I hadn’t but I gave it a try - it’s not quite the same. First of all the cut is at a right angle to the selected edges - which I could easily get used to but if I want to say, make a doorframe, I’d select 4 edged of a cube, activate my edge select tool, slide the edged a bit (in Hexagon, thhough that will be a separate question I’ll post, I can have them move relative to the geometric center so when I slide, all 4 edges either slide outside of my cube or slide towards the center which is what I’d want for a door cut.)
Next I’d select the 4 newly formed inner edges, extract them and move them towards the center so that my “to be cut out doorway” face is now formed. By selecting the same edges front and rear I can then connect the edges after I deleted the face to create the inner faces.
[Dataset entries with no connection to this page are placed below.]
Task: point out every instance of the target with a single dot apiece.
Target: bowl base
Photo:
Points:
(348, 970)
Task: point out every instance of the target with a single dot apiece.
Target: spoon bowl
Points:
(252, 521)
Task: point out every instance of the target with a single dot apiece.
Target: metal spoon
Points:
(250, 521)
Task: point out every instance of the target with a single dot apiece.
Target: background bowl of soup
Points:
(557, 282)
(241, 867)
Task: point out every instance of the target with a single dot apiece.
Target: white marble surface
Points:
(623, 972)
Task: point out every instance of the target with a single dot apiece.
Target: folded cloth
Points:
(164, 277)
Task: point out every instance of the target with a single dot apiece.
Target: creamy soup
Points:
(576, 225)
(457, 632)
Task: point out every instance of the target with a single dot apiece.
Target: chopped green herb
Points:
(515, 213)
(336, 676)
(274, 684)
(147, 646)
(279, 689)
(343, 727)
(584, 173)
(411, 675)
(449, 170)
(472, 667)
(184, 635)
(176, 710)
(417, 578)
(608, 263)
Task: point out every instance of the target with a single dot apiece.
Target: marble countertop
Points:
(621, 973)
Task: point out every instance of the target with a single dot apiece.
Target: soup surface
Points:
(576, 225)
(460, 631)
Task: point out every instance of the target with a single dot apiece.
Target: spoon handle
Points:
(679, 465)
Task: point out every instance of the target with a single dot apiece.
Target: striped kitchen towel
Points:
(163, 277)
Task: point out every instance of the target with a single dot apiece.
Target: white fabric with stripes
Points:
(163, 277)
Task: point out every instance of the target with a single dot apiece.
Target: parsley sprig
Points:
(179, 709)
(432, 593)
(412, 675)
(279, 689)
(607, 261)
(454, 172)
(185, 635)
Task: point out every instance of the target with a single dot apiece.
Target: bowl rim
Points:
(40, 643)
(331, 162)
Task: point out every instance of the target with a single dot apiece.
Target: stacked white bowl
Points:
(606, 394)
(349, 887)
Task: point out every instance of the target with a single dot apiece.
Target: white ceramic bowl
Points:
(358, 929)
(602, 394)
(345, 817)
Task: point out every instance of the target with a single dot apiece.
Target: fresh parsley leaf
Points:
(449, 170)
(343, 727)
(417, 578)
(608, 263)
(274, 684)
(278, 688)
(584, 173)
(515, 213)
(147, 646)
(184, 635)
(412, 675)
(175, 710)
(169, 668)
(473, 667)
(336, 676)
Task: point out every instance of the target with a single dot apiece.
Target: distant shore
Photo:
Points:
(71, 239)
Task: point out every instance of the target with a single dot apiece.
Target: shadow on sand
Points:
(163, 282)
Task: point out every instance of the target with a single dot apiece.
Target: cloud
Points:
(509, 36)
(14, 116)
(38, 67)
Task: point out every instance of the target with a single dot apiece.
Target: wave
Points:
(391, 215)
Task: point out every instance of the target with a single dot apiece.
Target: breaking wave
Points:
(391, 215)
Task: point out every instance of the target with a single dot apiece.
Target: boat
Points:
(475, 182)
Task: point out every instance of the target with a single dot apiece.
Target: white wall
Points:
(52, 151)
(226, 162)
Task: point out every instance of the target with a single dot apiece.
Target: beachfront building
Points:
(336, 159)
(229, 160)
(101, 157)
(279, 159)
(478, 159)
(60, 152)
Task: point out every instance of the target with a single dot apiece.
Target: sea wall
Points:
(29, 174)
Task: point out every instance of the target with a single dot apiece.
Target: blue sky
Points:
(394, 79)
The only way I came close to achieve something like this in Blender was to apply a Loop Cut with the count set to 2. Then select one edge front and rear and slide it, memorize the amount, select the other two and slide with the amount I sild the other but with inverted value.
This takes much longer (because I have’t found out yet, how (if this is possible) slide things towards or away from the center)) and I end up with 2 other faces cut by the Loop Cut that didn’t need cutting so I’d have to dissolve all those edges which makes it take even longer.
There’s areas where Blender outperforms Hexagon by miles so I can’t really believe that something as easy as this edge extraction doesn’t exist and that you have to go through all those Loop Cuts + cleaning up.